|70|

In contact met de tijdgeest

 

Zoals ik al zei, zit het vechten tegen de organisatie-poliep vandaag in de lucht. Er is in brede kringen over heel de wereld een verzet tegen de status quo. Anarchisten verspreiden pamfletten met de kreet: Oorlog aan de instituten. Een geest van revolutie golft over de wereld.

Het is dan ook niet toevallig dat juist vandaag binnen diverse kerken een critiek op het institutionalisme loskomt. Let wel: op het institutionalisme, niet op het instituut als zodanig. Daarin onderscheidt zich deze kerkelijke critiek van het anarchisme. Maar ondanks dit principiële verschil is deze kerkelijke critiek toch ondenkbaar zonder de huidige geest van revolutie en verzet tegen het gewortelde. Er is een onderling verband. Er is samenhang met de tijdgeest.
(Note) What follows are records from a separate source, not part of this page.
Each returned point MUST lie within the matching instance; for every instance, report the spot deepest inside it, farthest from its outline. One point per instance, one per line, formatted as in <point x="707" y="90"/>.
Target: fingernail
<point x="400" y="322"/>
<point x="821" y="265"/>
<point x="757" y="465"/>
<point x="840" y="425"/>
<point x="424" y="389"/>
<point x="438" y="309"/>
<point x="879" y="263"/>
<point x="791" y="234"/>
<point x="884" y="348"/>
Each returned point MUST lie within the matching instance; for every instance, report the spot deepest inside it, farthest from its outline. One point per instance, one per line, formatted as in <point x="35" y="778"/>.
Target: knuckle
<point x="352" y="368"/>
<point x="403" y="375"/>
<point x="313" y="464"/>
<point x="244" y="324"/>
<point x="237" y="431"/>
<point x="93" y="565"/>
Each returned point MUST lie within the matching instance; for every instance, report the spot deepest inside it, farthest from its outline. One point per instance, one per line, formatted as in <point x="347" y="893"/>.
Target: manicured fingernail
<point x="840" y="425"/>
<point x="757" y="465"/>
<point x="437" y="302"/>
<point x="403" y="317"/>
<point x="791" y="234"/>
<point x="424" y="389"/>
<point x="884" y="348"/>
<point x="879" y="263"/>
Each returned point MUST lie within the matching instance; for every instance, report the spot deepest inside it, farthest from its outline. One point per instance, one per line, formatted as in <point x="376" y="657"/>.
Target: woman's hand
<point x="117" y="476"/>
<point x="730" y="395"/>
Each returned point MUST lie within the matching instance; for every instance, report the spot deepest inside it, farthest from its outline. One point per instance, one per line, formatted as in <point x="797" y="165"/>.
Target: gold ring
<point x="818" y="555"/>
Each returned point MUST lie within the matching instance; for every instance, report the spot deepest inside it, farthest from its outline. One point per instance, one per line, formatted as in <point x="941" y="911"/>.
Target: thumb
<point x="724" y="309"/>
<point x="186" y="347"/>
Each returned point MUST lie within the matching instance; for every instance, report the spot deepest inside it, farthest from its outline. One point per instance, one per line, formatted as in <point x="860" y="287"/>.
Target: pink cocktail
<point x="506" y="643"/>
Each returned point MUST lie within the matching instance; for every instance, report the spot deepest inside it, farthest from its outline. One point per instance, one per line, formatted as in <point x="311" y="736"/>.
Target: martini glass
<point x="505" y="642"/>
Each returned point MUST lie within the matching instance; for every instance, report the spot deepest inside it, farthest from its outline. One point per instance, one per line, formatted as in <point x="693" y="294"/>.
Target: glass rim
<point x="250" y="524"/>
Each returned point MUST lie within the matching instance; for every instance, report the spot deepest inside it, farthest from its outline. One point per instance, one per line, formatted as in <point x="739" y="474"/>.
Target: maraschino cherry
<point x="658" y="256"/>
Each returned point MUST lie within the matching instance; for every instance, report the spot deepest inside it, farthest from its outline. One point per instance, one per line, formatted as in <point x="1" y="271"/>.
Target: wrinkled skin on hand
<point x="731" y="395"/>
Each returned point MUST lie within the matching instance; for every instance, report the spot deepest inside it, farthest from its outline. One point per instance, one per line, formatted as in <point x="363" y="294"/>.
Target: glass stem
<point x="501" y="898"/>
Gereformeerde mensen hebben altijd geleerd te schrikken voor de tijdgeest. De angst voor de tijdgeest is ons door onze leiders altijd met de paplepel ingegoten. Men probeerde ons ervan te isoleren. Op christelijke scholen werd nauwelijks of helemaal geen aandacht geschonken aan de moderne literatuur. Waarmee zal de gereformeerde jongeling zijn pad zuiver houden? Als hij zich met oogkleppen voor blindelings laat leiden door de schetsenbundels van de leiders.

|71|

Vijfentwintig jaar geleden was het nog mogelijk op deze wijze een tamelijk geluidsdichte isolatiewand aan te brengen tussen de jeugd van de kerk en de tijd waarin ze leefde. Vandaag is elk pogen in deze richting bij voorbaat tot mislukken gedoemd. Het geluid van deze tijd dringt via radio en t.v. zo doordringend alle huizen binnen, dat het door geen enkel isolatie-materiaal meer te stuiten is. Of we willen of niet, we worden ondergedompeld in de tijdgeest. We leven er midden in. Het is een onontkoombaar feit.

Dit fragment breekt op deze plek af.